Returns the database handle used for this queue.

        my $dbh = $queue->get_dbh();

get_queues_table_name()

Returns the name of the table used to store queue definitions.

        my $queues_table_name = $queue->get_queues_table_name();

get_queue_elements_table_name()

Returns the name of the table used to store queue definitions.

        my $queue_elements_table_name = $queue->get_queue_elements_table_name();

AUTHOR ^

Guillaume Aubert, <aubertg at cpan.org>.

BUGS ^

Please report any bugs or feature requests to bug-queue-dbi at rt.cpan.org, or through the web interface at http://rt.cpan.org/NoAuth/ReportBug.html?Queue=Queue-DBI. I will be notified, and then you'll automatically be notified of progress on your bug as I make changes.

SUPPORT ^

You can find documentation for this module with the perldoc command.

        perldoc Queue::DBI

You can also look for information at:

ACKNOWLEDGEMENTS ^

Thanks to ThinkGeek (http://www.thinkgeek.com/) and its corporate overlords at Geeknet (http://www.geek.net/), for footing the bill while I write code for them!

Thanks to Jacob Rose <jacob at thinkgeek.com>, who wrote the first queueing module at ThinkGeek http://www.thinkgeek.com and whose work provided the inspiration to write this full-fledged queueing system.
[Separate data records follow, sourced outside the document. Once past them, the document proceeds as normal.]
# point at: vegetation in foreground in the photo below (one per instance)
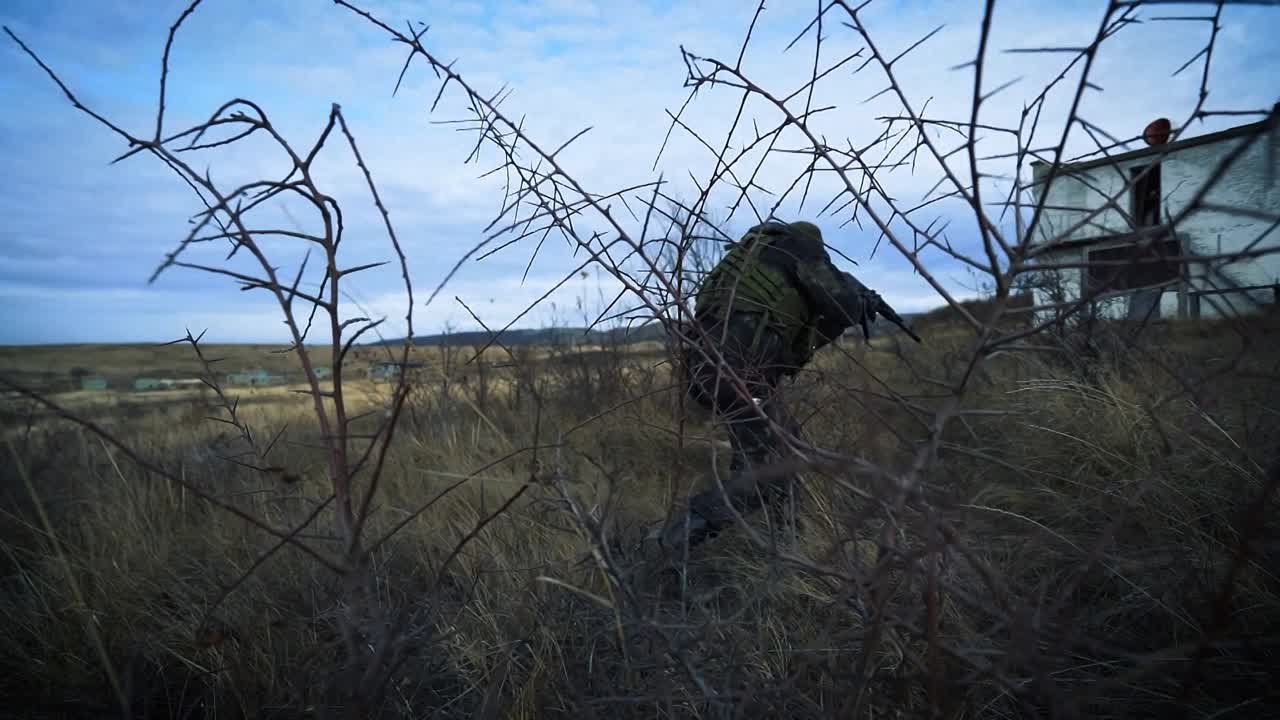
(1116, 556)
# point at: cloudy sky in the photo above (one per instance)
(81, 237)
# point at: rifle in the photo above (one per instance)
(880, 308)
(883, 310)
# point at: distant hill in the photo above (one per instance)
(648, 332)
(540, 336)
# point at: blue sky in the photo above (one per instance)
(81, 237)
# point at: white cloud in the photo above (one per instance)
(572, 63)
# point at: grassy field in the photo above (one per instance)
(1109, 551)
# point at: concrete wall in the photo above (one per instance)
(1252, 182)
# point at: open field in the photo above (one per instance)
(1074, 588)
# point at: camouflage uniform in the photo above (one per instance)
(767, 306)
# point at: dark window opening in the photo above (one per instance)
(1125, 268)
(1144, 195)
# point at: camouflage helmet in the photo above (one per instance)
(807, 229)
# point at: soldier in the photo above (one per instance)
(771, 302)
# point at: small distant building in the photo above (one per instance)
(94, 382)
(391, 372)
(145, 384)
(1133, 261)
(255, 378)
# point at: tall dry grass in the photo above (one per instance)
(1063, 472)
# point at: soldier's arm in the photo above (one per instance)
(840, 300)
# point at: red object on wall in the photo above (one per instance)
(1157, 131)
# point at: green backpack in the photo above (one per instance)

Thanks to Jamie McCarthy for the locking mechanism improvements in version 1.1.0.

Thanks to Sergey Bond for suggesting many features added in version 1.8.x (lifetime constraint, purge() function, get/set functions cleanup).

COPYRIGHT & LICENSE ^

Copyright 2009-2012 Guillaume Aubert.

This program is free software: you can redistribute it and/or modify it under the terms of the GNU General Public License version 3 as published by the Free Software Foundation.

This program is distributed in the hope that it will be useful, but WITHOUT ANY WARRANTY; without even the implied warranty of MERCHANTABILITY or FITNESS FOR A PARTICULAR PURPOSE. See the GNU General Public License for more details.